The numbers created for the keys can be large, so large that most chips need to use multiple registers to store the bits that make up the keys. Registers are chip components used for storing bits of data. “Different types of devices have different sets of registers available with different computational capabilities,” Chlipala explains. “You need to know which of those capabilities are available to plan out the most efficient way of executing arithmetic operations.”

As with other cryptographic algorithms, the algorithms for managing how bits are allocated to the registers are typically written by hand. Gold explains that writing code by hand was the easiest way to port it from one architecture to another, ARM to x64, for example. “But the MIT approach allows for that portability issue to be handled by the automatic code generation system, not by a human developer,” he says.

The MIT researchers did that by studying existing handwritten ECC algorithms and transferring those techniques into their code library, thereby creating a list of best performing algorithms for every architecture. In addition, the library uses a compiler—a piece of software that converts programming languages into code the processor of a computer can understand—that produces verified code through the use of a proofing tool called Coq. “We created a library that essentially lets you tell it how your device works and then builds the right code for you,” Chlipala explains.

Creating a strong algorithm is one thing but optimizing it for various target platforms and different compilers is quite another, von Roessing notes. “There is no point in having a strong algorithm that is slow and underperforming,” he says. “That’s why in the early days of PGP [Pretty Good Privacy] people would not use it for large datasets because processors of the 1990s weren’t powerful enough to do fast encryption and decryption.”

Quantum computer threat

As Fiat Cryptography becomes more popular, it could give a boost to ECC. “ECC is often the tool of choice for strong encryption, but in the past it used to be less popular and was seen as too slow for certain use cases,” von Roessing observes. “This will probably change with the advent of Fiat Cryptography, allowing ECC to be used in a wider context.”

However, ECC’s days may be numbered. “People are moving away from elliptical curve in the long run because there’s a migration under way to post quantum algorithms,” says Phil Zimmermann, author of PGP and an associate professor at Delft University of Technology in the Netherlands.

Quantum computers—the super fast computers of the future—pose a serious threat to existing forms of encryption. “All of public-key cryptography is based on math problems that are easy to compute in one direction but difficult to compute in the opposite direction,” Zimmermann explains. For example, it’s easy to multiply two prime numbers together, but if the numbers are big enough, it can take longer than the age of the universe to factor that number back into the original two primes, given the power of today’s computers.

Factoring, along with discrete logarithms, form the basis of all public-key algorithms currently in use. “When quantum computers get built in a decade or so, they’ll be able to factor numbers and solve discrete logarithms really fast and pretty much destroy all the public key algorithms used today,” Zimmermann says. “Instead of billions of years, they’ll be able to break public key cryptography in seconds.”

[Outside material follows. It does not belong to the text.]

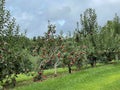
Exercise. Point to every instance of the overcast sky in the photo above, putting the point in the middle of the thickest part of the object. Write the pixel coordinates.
(33, 15)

Post quantum algorithms are designed to run in a world that has quantum computers,” he adds.

Until that time, Chlipala and his team will continue to work on expanding Fiat Cryptography beyond cryptographic primitives. “Crypto is a great domain because people care about correctness,” he says. “Mistakes there can have all sorts of security consequences, so practitioners are open to the idea of providing mathematical assurance. That isn’t true of most areas of software. It all sounds like Ivy Tower mumbo-jumbo to most practitioners.”